Плоть камня он облегал всей плотью своего тела. Обнимал всеми органами его, руками и ногами, грудью и животом, губами, коленями… И ногтями, ногтями… Он полз в жарком объятии с камнем. Дыхание порой замирало, тело горело в жару. Он задыхался. Чувства его растворились, плавились в камне стены-скрижали. Плавились в каменных недрах, бросая страстный вызов непокорной возлюбленной, этому недоступному небесному изваянию. Он был на пороге рая. Все его члены охватывал восторг. Он был полон опьянения.

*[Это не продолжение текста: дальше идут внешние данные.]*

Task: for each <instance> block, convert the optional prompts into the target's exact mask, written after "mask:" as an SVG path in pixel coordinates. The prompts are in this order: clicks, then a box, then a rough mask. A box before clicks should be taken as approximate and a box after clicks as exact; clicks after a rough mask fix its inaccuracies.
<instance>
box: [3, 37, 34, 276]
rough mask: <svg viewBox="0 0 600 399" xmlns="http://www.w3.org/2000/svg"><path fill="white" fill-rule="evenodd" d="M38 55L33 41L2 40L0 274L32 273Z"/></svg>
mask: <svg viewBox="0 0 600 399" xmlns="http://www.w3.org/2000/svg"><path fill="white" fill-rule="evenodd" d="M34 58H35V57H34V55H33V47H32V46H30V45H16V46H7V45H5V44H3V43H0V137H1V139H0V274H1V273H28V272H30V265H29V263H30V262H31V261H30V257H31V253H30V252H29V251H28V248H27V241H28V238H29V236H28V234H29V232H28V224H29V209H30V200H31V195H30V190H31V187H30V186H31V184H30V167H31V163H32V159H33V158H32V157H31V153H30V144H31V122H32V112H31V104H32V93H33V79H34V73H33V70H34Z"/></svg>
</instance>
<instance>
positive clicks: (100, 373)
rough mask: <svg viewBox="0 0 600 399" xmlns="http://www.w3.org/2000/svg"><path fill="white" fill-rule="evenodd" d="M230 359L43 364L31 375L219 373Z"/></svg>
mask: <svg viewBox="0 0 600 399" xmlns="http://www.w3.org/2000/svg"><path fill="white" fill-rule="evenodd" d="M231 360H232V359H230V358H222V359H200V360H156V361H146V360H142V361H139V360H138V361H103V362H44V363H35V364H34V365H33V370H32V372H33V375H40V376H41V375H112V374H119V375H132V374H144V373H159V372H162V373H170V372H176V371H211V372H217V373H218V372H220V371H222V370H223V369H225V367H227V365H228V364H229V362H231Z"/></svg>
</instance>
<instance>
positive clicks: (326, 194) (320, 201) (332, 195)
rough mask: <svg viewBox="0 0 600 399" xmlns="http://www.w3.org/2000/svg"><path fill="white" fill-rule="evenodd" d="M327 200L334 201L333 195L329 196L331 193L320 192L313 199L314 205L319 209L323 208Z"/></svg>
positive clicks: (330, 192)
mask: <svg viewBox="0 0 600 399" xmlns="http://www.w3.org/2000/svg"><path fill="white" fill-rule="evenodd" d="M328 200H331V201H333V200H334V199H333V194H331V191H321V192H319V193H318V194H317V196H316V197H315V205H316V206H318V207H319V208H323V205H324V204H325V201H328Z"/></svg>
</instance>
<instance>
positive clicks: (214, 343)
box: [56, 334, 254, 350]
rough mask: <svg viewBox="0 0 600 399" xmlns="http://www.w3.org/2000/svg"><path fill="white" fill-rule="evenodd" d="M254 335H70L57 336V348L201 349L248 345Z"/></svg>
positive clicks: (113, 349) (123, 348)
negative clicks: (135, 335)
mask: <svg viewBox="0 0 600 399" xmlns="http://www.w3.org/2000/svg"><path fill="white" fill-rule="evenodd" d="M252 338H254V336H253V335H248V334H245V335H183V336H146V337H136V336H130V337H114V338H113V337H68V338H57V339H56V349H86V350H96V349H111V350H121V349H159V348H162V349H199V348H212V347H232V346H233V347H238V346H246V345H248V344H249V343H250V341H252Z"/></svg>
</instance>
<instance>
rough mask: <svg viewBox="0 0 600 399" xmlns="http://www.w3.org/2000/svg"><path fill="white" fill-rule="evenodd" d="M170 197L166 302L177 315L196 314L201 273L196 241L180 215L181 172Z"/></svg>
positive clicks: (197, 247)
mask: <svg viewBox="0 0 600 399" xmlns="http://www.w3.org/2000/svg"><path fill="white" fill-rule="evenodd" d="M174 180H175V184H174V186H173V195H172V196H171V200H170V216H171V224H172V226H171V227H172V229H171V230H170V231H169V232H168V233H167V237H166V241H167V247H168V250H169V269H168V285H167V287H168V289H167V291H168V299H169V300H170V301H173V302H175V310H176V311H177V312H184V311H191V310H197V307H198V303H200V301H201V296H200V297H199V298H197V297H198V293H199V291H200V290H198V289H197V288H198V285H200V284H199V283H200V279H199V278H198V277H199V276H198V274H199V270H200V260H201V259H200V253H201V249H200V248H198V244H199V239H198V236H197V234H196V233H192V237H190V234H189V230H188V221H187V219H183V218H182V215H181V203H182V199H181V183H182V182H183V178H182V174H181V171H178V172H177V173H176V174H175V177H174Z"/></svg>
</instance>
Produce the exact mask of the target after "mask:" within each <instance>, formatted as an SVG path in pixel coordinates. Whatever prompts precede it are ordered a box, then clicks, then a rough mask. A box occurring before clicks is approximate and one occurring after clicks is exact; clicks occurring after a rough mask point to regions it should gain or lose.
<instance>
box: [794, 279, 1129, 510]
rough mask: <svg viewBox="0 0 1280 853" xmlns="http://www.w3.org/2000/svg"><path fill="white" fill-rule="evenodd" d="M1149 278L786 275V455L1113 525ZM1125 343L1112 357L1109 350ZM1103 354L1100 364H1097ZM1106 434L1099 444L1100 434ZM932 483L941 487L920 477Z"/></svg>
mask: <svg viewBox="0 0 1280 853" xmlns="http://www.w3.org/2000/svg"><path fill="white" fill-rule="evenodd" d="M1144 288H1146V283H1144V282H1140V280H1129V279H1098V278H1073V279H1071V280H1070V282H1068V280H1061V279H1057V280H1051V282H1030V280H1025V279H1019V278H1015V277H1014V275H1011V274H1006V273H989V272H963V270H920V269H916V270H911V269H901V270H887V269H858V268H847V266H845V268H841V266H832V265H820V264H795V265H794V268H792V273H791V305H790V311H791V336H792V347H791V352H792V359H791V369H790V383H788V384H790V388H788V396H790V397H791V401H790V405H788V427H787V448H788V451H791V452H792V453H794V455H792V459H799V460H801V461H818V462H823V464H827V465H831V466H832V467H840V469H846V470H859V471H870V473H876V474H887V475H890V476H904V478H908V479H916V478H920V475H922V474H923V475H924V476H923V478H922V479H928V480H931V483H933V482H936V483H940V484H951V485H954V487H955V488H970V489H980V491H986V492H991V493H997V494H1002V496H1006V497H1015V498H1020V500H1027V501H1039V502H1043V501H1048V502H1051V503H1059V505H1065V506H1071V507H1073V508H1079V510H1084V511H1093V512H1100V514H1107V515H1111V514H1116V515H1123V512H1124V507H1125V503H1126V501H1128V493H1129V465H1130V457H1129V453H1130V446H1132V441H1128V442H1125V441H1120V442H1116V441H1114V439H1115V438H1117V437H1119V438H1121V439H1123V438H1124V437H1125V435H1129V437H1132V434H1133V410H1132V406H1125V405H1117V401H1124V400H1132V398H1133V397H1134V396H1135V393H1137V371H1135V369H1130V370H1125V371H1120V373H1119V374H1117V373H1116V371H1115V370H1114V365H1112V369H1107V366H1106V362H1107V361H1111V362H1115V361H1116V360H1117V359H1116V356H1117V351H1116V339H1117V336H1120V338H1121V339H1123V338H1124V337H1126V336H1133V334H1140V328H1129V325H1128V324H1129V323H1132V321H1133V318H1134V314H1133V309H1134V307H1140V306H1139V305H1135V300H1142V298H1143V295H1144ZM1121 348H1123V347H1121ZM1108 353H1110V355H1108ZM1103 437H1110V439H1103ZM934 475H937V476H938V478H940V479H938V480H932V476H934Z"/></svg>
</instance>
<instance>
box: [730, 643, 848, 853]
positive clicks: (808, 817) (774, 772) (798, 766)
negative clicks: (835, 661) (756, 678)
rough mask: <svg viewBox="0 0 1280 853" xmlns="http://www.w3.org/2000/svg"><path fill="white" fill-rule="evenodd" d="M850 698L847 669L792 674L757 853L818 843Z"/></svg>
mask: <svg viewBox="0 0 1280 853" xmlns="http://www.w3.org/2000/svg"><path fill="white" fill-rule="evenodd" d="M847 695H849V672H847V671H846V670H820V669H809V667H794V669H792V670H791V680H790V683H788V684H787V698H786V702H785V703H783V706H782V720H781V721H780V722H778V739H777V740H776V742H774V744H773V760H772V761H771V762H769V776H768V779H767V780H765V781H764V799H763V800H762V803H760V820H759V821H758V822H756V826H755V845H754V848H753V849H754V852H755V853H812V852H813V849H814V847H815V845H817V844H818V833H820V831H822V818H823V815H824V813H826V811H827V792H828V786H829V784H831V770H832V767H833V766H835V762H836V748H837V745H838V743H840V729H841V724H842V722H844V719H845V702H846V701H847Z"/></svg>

Этакого ощущения он никогда не испытывал, вкус небывалый, не может быть… Вот оно — блаженство. Вот он, вот он — предел! Боже, как приятно странствие на небеса! Как сладка она, эта последняя тропинка! Господи, да разве сравнится такое блаженство с объятьями женщины? Класть такие чувства на одни весы с любовью Тенери?! Тенери? Где-то ты, Тенери, теперь? Он рухнул. Внезапно отступился от него небесный камень, сбросил его в колодец с зажатым куском глины в руке. Он схватился за выпуклую часть. Проверил, покачал, потряс дважды, прежде чем двинуться, переместить ноги на этой лихорадочной плоти. Теле горящего камня. Он полз, приникая всем телом к телу любимой, он так горел страстью, а она — она сбросила с себя чертову меловую кожу со своего гранитного тела, и возлюбленный упал. Полетел вниз. Миг, второй, еще — и он почувствовал, что сжимает какой-то выступ, только не там, где-то еще, непонятно где в этой небесной юдоли. Он держал что-то выпуклое. За край чего-то. Нора? Полено кривое? Божий крюк его припирает к скалистой стене? Что его держит? Если есть стена, значит не так много он пролетел, когда свалился. Он не упал на то кольцо. Его пробила дрожь, все тело дребезжало. Все окончания горели огнем. Что это был за огонь — возбуждения нервного, солнца или, может, сочащейся крови? Он продолжал цепляться за чудесный крюк. Раскрыл глаза. Пылевая туча стала еще плотней. Что, вдобавок ночь спустилась? Или это южный задул? А может, это новая волна праха вечности? Он пощупал скалу. Это была не скала! Тело податливое, покрытое чем-то вроде волос. Он провел рукой еще раз. Волосы. Он еще раз раскрыл глаза. Уставился во мрак. Он висел, сжимая в руке большие изогнутые рога дикого барана.

11

Ангел пошевелился — тот волшебник, что спас его от гибели. Притащил его на жестокую скалу. Все тело было на части разорвано. Он его далеко протащил на отвесную прочную скалу. Ту, что еще недавно была такой милой, доброй, нежной в его объятьях, а сейчас вдруг превратилась в такую грубую, дикую, бессердечную. Что это, почему такое? Откуда такая черствость? Что за вражда?

Избавитель остановился. Он открыл глаза. Обнаружил, что лежит на вершине. Голову обвевают небеса, а под ногами корчится мир, присела Сахара. Вдалеке и солнце присело, наклонилось в поклоне, принялось землю под ногами целовать… Разлило по горизонту яркий свет.

А равнина внизу — спряталась за вечный хиджаб туч. Да, пожалуй, отсюда не удастся ни на что поглядеть — только просторы Сахары. Одна Сахара. Сахара всегда и навечно.

Кровь начала стынуть в жилах. Пожар разрастался. Тело все вымазано кровью, покрыто ранами, ссадинами, синяками. Флягу дервиша он потерял в своем недавнем полете. Он поднял взор кверху. Величавый баран все еще возвышался над его головой, смотрел в даль, где солнце справляло свою ежедневную молитву.